Hussain Mohammed Ershad, who is out on bail, is faced with a revolt by party members and massive media pressure to end a 14- year relationship with a married woman that caused his wife of 40 years to walk out last month.

The Jatiya Party (JP), the party he founded and the third largest in Bangladesh, is on the verge of a split over his decision to go public in early April about his intimacy with Zeenat Mosharraf, a member of Parliament.

Powerful senior party members, Mizanur Rahman Chowdhury, Kazi Zafar Ahmed and Shah Mozzem Hossain, insist Ershad must step down as party leader following his disclosures of “indecent intimacy and affair”. Both Chowdhury and Ahmed served as premiers under Ershad, who had ruled Bangladesh with an iron hand for nine years after seizing power in 1982 in a bloodless coup.

Ershad had obviously not anticipated public disapproval of his plan to marry Zeenat, the wife of a former party associate, now an opposition lawmaker. That the two are involved has been public knowledge, even if it was not official.

Following the uproar in the press and his party, Ershad sought to back-track out of the political mess and said he has decided to stop seeing Zeenat who would be dismissed from the party. He also said his wife, Rawshan, has agreed to move back to their house in Gulshan, a posh neighbourhood in the Bangladesh capital.

However, there was no pacifying party rebels, who nurture ambitions to control the JP. The three who lost last year’s general election, appear to have been waiting for an opportunity to cut Ershad down to size.

The break-up of the JP is likely to be formalised at its council meeting in May, and the party poised to gain is the opposition Bangladesh National Party (BNP), which is ideologically closest to Ershad’s. He has lost many supporters to the BNP, including Zeenat’s husband Mosharraf Hossain.

This is the first time that Ershad’s leadership has been challenged. He remained party chief even after he was deposed by a pro-democracy movement in 1990, arrested and after a quickly- concluded investigation, put in prison on charges of corruption and abuse of power. Winning elections to Parliament that followed his ouster, ensured that his leadership was never in dispute.

Last June, he won all the five seats he contested in the general election that the opposition parties including the JP and the currently ruling Awami League had been demanding for two years. Opposition lawmakers had boycotted Parliament, paralysing the BNP government led by prime minister Khaleda Zia

Now the JP is part of the government, and its Secretary General Anwar Hossain Manju, an Ershad loyalist, was appointed a minister by Prime Minister Sheikh Hasina Wajed. With a strength of 34 members in the 330-seat Parliament, the JP is the king maker in Bangladesh politics, which is dominated by two parties.

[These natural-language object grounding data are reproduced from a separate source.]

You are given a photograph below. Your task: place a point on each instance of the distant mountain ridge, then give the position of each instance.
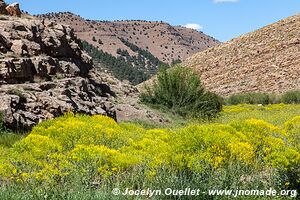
(164, 41)
(266, 60)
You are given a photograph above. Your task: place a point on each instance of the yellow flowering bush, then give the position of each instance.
(96, 147)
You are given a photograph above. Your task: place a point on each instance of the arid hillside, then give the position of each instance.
(164, 41)
(266, 60)
(45, 73)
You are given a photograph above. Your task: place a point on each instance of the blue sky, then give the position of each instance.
(223, 20)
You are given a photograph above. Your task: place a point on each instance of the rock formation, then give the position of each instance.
(3, 10)
(44, 73)
(14, 10)
(266, 60)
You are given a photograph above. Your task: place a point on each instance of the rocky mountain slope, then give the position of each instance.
(44, 73)
(266, 60)
(164, 41)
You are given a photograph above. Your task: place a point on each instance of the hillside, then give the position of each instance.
(45, 73)
(139, 47)
(266, 60)
(164, 41)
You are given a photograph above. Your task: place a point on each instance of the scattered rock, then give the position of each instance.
(14, 10)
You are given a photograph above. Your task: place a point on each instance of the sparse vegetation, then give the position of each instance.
(119, 67)
(180, 90)
(290, 97)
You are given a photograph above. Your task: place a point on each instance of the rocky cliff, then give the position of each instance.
(266, 60)
(44, 73)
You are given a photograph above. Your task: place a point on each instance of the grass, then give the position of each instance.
(185, 142)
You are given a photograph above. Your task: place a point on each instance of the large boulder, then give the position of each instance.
(44, 73)
(14, 10)
(25, 105)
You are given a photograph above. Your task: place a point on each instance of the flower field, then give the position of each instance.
(247, 147)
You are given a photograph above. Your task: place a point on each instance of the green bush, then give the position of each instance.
(249, 98)
(180, 90)
(291, 97)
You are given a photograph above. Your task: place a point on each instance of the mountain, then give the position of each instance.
(134, 47)
(266, 60)
(45, 73)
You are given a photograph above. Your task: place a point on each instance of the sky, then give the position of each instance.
(222, 19)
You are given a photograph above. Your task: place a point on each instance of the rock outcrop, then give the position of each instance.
(3, 10)
(14, 10)
(44, 73)
(266, 60)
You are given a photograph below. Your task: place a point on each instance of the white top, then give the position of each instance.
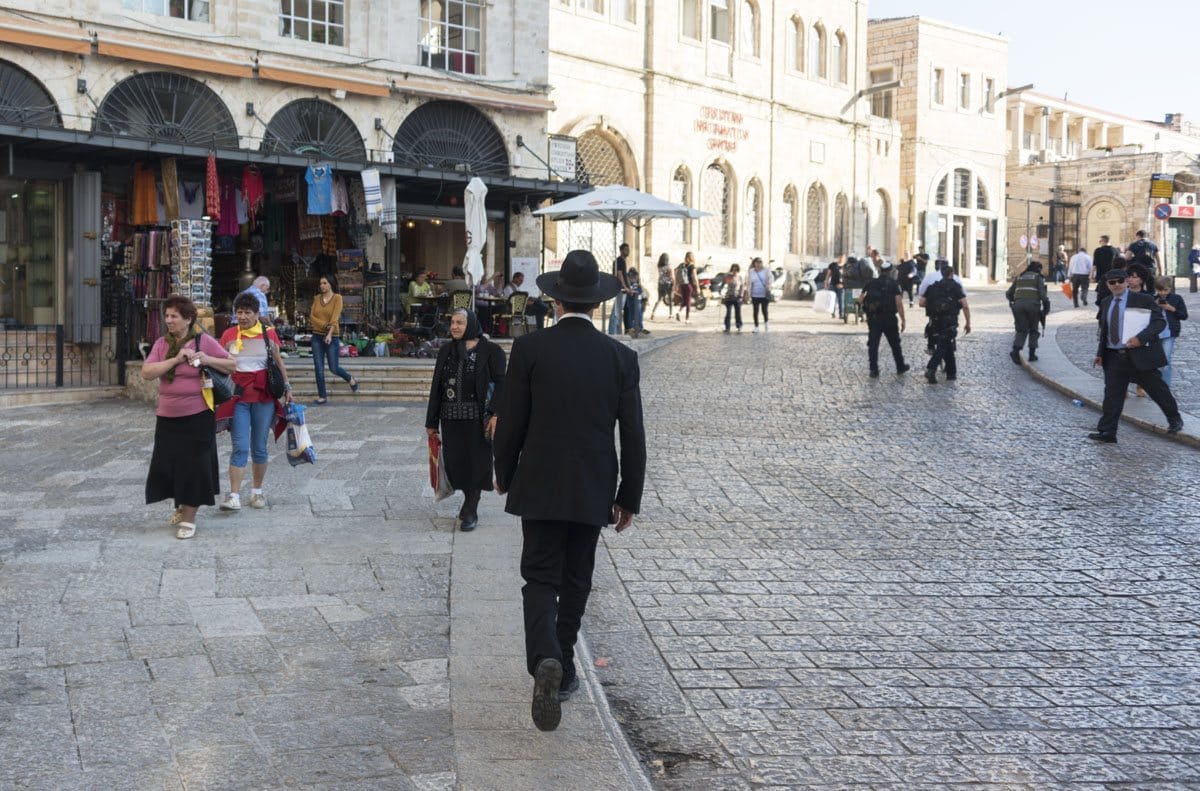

In return for their support to her “consensus government”, Prime Minister Hasina allowed the JP to nominate three women supporters as members of Parliament from a quota of 30 seats set aside for women. One of the seats was given to Zeenat by Ershad.

Interestingly, Ershad’s wife is also a member of Parliament, elected from her home district of Mymensingh last year. She was the de-facto leader of her husband’s party while he was in prison. Last week, newspapers reported that the Ershad’s claim to have sorted out their marital problems.

The triumvirate though is not budging from a four-point demand for resolving the present party crisis: Ershad’s resignation as party chairman, immediate convening of the JP council, resignation of secretary general Manju from the cabinet and an assurance from Ershad that he will not talk about his affairs.

Ershad, a dapper 68 years despite his prison years, while confessing to an extra-marital relationship with Zeenat, had said that it was not his fault that women found him attractive. Despite his denials, it is rumoured that the ex-president will marry Zeenat, now that her husband has served her with a divorce notice which will come into effect in 90 days under Islamic law.

There is the problem though of first getting permission from his wife, without whose consent Ershad could find himself in jail for two and a half years and forced to pay a 250 dollar fine if she raises objections under a law he had introduced as president.

Newspapers report that his “second wife”, Mariam Mumtaz Merri, is expected to return shortly to Bangladesh from the

United States, where she has been living for 14 years. Merri was sent away while Ershad was in power under pressure from his counterparts in the military who thought his second marriage was damaging the image of the president and the military regime.

Meanwhile, 11 radical Islamic priests in a joint statement have said the former president and Zeenat should be stoned to death under the Islamic Shariah law for their “self-confessed (crime of) adultry”.

They said both Ershad and Zeenat have violated Islamic laws and tarnished the image of Bangladesh, a Muslim majority country, by their well-publicised, extra-marital relationship.